Séisme de magnitude 4,7 dans les Champs Phlégréens près de Naples : quatre blessés et trains suspendus
Un séisme de magnitude 4,7 a secoué la caldeira volcanique des Champs Phlégréens, à l'ouest de Naples, vendredi soir, faisant quatre blessés légers, endommageant des bâtiments et entraînant la suspension de tous les trains locaux et du métro.
Le séisme
Vendredi 31 juillet 2026, à 19 h 46, un séisme de magnitude 4,7 a frappé la caldeira des Champs Phlégréens (Campi Flegrei), à l'ouest de Naples, en Italie. L'Institut national de géophysique et de volcanologie (INGV) a localisé l'hypocentre à environ 3 kilomètres de profondeur sous la caldeira, une structure volcanique de 13 kilomètres de large qui abrite un immense réservoir de magma. La ville de Pouzzoles, qui compte plus de 80 000 habitants, se trouve au centre de la caldeira et a subi le plus gros des dégâts.
Dégâts et blessés
L'agence de presse italienne ANSA a rapporté que quatre personnes ont été légèrement blessées. Des fragments de murs et de façades d'immeubles sont tombés dans les rues et sur des voitures garées à Pouzzoles. Les pompiers ont signalé des dégâts structurels mineurs dans des bâtiments à Naples et dans les communes environnantes, mais ont précisé qu'aucun appel n'avait nécessité d'opérations de sauvetage ou d'assistance immédiate aux habitants.
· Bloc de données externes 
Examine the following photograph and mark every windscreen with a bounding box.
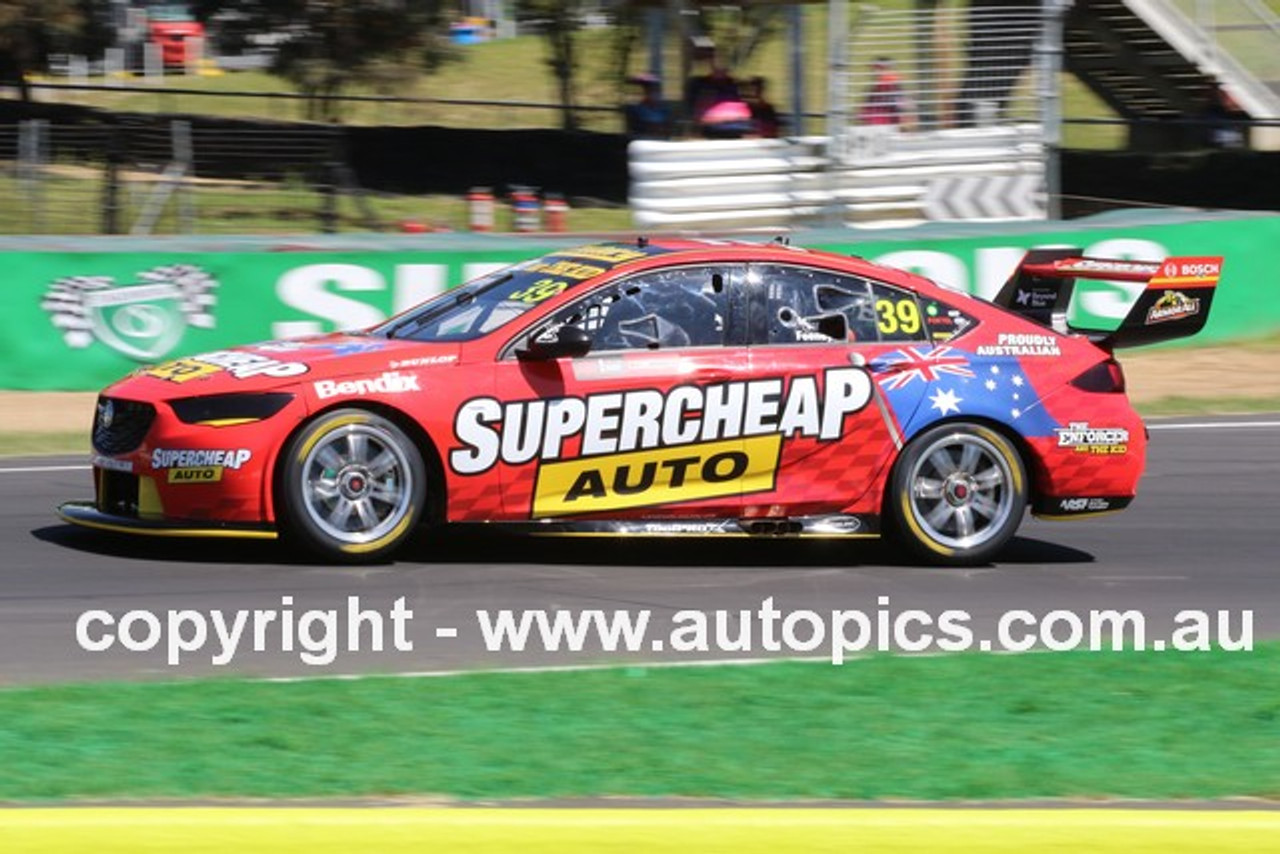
[372,243,658,342]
Des coupures de courant ont été signalées dans certaines parties de la zone, ajoutant aux perturbations.
Chaos dans les transports et réaction du public
La secousse a provoqué une panique généralisée, les habitants de Naples et de ses banlieues se précipitant hors de leurs maisons vers les espaces ouverts. La secousse a été fortement ressentie sur les îles voisines de Procida et d'Ischia. Les autorités locales ont suspendu tous les trains régionaux et le métro par mesure de précaution afin d'inspecter les lignes aériennes et les infrastructures ferroviaires. Les perturbations ont duré toute la soirée pendant que les ingénieurs vérifiaient l'absence de dommages.
Un supervolcan agité
Les Champs Phlégréens sont l'un des systèmes volcaniques les plus dangereux au monde, une caldeira qui englobe une grande partie de l'ouest de Naples. Ces dernières années, les essaims sismiques sont devenus plus fréquents, ce qui a incité les autorités italiennes à renforcer la surveillance. L'événement de magnitude 4,7 est l'un des plus forts jamais enregistrés sur la caldeira. Il ravive le souvenir de la crise sismique du début des années 1980, lorsque le soulèvement accru du sol et les secousses persistantes avaient forcé l'évacuation de milliers d'habitants de Pouzzoles.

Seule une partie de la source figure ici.